The LGA welcomes the publication of Dame Judith Hackitt’s final report, and supports many of the recommendations in it. However there are some areas where the LGA believes the report did not go far enough.
- The LGA welcomes the publication of Dame Judith Hackitt’s final report, and supports many of the recommendations in it. However there are some areas where the LGA believes the report did not go far enough, and others where there needs to be further work on the detail of the recommendations for them to be taken forward. The LGA stands ready to assist in working up the necessary detail needed to implement some of the recommendations.
- The definition of higher risk residential buildings (HRRBs) is too narrow. The LGA’s view is that HRRB’s should be defined as all buildings over 11 metres (the height at which Scotland proposes to define high-rise buildings, based on the practicalities of fighting fires at height) and all buildings in which vulnerable people will sleep (other than private dwellings), including student accommodation. There may be some non-residential buildings which need to be subject to the same regulatory approach due to the difficulty in effecting evacuation in the event of fire.

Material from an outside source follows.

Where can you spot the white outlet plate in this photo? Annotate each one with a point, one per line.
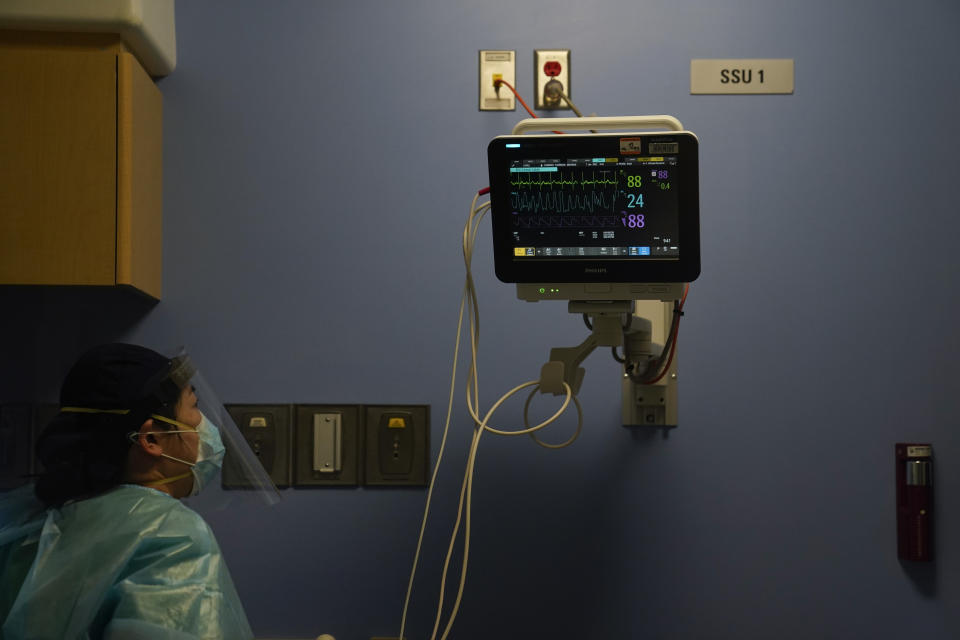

- Retrospective action should be undertaken on a risk-based not a prescriptive basis, but the requirement to take action to make buildings safe should be robust and should include Houses in Multiple Occupation (HMOs).
- Combustible materials should be banned from external cladding systems (except where no non-combustible option exists for a necessary component, in which case a system test will be necessary); the use of desktop studies should be prohibited in relation to external cladding systems; and any testing regime for external cladding systems must be subject to third party verification of products and system construction.
- The creation of the Joint Competent Authority (JCA) needs to respect the democratic accountability of local council building control services and fire and rescue authorities. The JCA’s functions will be predominantly exercised at a local level; collaborative national structures must be designed to support those local functions.